On Tuesday, May 3, at 7 pm, professional storyteller Terry Wolfisch Cole will talk about her recent experience as a contestant on “Jeopardy.” The program will be on Zoom, so email
email@example.com for the Zoom link.
Roger Dennis was a painter and friend from Connecticut, a second-generation American Impressionist of the Old Lyme School. I visited him around this time every spring to pick up paintings when I had my gallery. He and his wife, Dot, had a lovely old stone house in Niantic, surrounded by colorful gardens that Dot designed and tended. Along the front of the house was a particularly striking combination of quince bushes with orange flowers, underplanted with magenta money plants and blue grape hyacinths. In her way, Dot was an artist, too.
My mother always had quince bushes that she made jam from. I never thought about them much, being into white flowers in my early gardening days. Still, something about this colorful grouping stayed with me over the years, and I recreated a version of it between my porch and dining room. As I am writing this column, the quince bush is covered with orange flowers. The money plant is covered with magenta blooms. The grape hyacinths haven’t proliferated as I had hoped, but they are deep blue-purple. The double-flowered Sir Winston Churchill daffodils I added are cream-colored, and smell delicious.

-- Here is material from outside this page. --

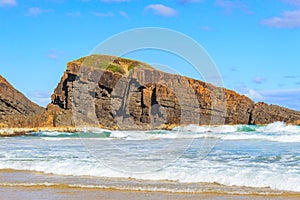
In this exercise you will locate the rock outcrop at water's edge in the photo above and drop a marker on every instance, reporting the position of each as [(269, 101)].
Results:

Daffodil season always amazes me with its abundance. My house has been full of bouquets for weeks, both enormous arrangements of different colors and varieties, and an elegant single flower in a slender vial. To look at what remains outside, you would never think I picked anything. I can’t draw or paint them fast enough.
Another sign of warm weather is that the number of fire, ambulance, and accident calls has increased. It was a busy weekend for our firemen, policemen, and EMTs. Thanks to everyone who was called away from work or dinner, or awakened in the middle of the night.